Wrah, you are asking for arguments against your opinion that Olympic lifters would outlift a Powerlifter in the deadlift (see thread title). Has any Olympic weightlifter, in a competition, ever out-deadlifted Benni Magnusson in just a belt? That’s my argument- simple numbers. The ball is in your court to disprove it now. Until you can say “Yes”, you aren’t correct. Talking about acceleration and ‘who is stronger’ proves nothing- producing bigger deadlifts does.
Simple convention proves you wrong, training the deadlift using the methods that top powerlifters use yields a higher deadlift than training as top weightlifters do. The fast lifts do help the deadlift, but to do the powerlifts, you have to train like a powerlifter. In order to disprove this argument, you need to show us a bigger deadlift.
It’s not ‘our’ arguments challenging you here. You don’t ‘win’ just because no one is taking the time to disprove you. And ultimately, there is no resolution to be found with baseless comparisons- until you find a weightlifter and pay him to do a powerlifting meet and officially lift 1050 (or do it yourself using Olympic training methods), the argument counts for nothing.

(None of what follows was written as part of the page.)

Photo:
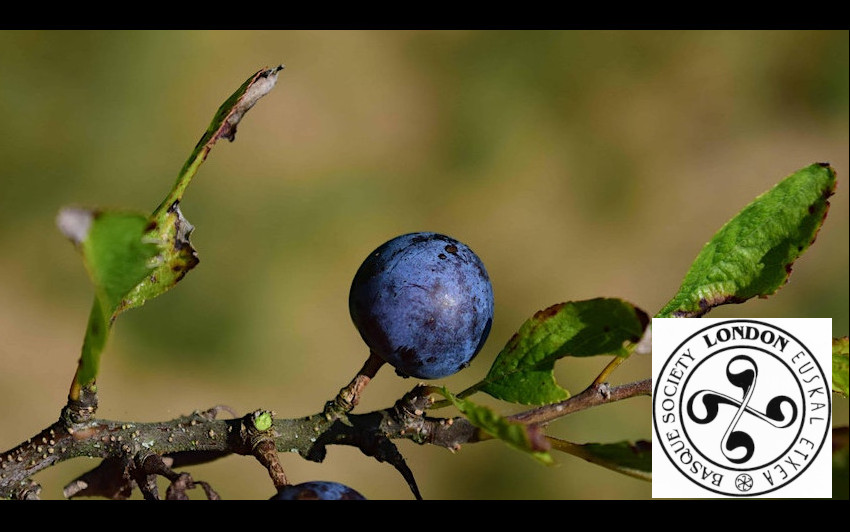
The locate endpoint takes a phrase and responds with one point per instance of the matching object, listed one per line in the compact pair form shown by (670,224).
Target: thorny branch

PB Andy didn’t ‘appeal to authority’, he reminded you that you didn’t know who you were talking to. If you want to carry on a civil discussion, address TheJonty’s points one by one, and respect him.

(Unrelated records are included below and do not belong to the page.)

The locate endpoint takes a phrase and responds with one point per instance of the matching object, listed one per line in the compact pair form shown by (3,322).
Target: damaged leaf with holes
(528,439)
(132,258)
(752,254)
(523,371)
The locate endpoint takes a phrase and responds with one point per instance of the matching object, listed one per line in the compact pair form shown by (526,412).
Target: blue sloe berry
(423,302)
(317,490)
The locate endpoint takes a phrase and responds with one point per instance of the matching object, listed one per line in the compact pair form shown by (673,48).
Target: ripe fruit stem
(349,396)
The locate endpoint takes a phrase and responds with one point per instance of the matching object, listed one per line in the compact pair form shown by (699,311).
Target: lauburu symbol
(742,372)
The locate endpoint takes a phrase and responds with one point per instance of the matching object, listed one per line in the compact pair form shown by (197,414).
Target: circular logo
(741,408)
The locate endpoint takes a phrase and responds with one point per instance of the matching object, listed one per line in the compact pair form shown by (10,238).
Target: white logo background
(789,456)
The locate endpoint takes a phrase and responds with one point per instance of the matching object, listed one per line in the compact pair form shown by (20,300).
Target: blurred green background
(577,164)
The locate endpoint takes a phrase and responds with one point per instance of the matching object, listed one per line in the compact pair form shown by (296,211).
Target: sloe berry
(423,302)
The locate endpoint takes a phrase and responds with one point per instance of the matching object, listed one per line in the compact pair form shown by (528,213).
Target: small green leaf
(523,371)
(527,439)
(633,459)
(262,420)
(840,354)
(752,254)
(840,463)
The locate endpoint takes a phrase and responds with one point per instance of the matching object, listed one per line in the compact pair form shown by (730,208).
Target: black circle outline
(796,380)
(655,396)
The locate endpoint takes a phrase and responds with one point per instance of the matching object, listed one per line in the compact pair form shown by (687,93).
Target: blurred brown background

You have had many good arguments presented against you (you did ask for them, remember), but you have glossed over them, which is why people aren’t respecting your opinions. I agree that curiosity to improve is an important characteristic in a strength athlete, but defend your opinions, don’t just attack other people.
If you respond to this post at all, please do go through it carefully, and approach it maturely. If not, don’t respond at all.[/quote]
Fuck you.
[quote]Ajax wrote:
[quote]XiaoNio wrote:
I slogged through 3 pages of this, and I’m surprised a bigger deal hasn’t been made about form.
The bar path for Olympic lifting is different from that of a deadlift. The pull from the floor that is optimal for a clean is completely different from that for a maximal weight deadlift.
I’ve noticed, when I train with a focus on olympic lifting, my ability to do conventional deadlifts actually decreases a bit. Similarly, when I’ve trained to focus on deadlifting, it ruins my ability to set up my pull for cleans.
Specificity breeds excellence. If I want to get better at deadlifting, I’m going to work only on picking up the barbell. That’s a completely different skill from being able to pick up a barbell and catching it at the chest.[/quote]
This is absolutely correct. Despite their superficial resemblances, cleans/clean pulls etc. and deadlifts are very, very different.
A hypothetical far more interesting than how would o-lifters fare against powerlifters in deadlifting might be: who would be the better overhead pressers?
After 1972, the press was dropped from olympic weightlifting, and the snatch and C&J became the only two contested lifts. The training of weightlifters accordingly changed significantly. Maximal upper body strength was no longer a priority – just enough to fix a snatch or jerk overhead was all that was needed. And the art of pressing disappeared. Today’s o-lifters are no longer specialists in overhead pressing.
So if you could take an accomplished group of o-lifters and one of powerlifters, and test each at 3-month, 6-month, and 12-month intervals, I wonder which group would hold the advantage in the standing overhead press? My guess would be that the powerlifters would have a strong initial advantage.
[/quote]
Now that would be interesting.
Wrah’s pretty entertaining… he put up a good fight.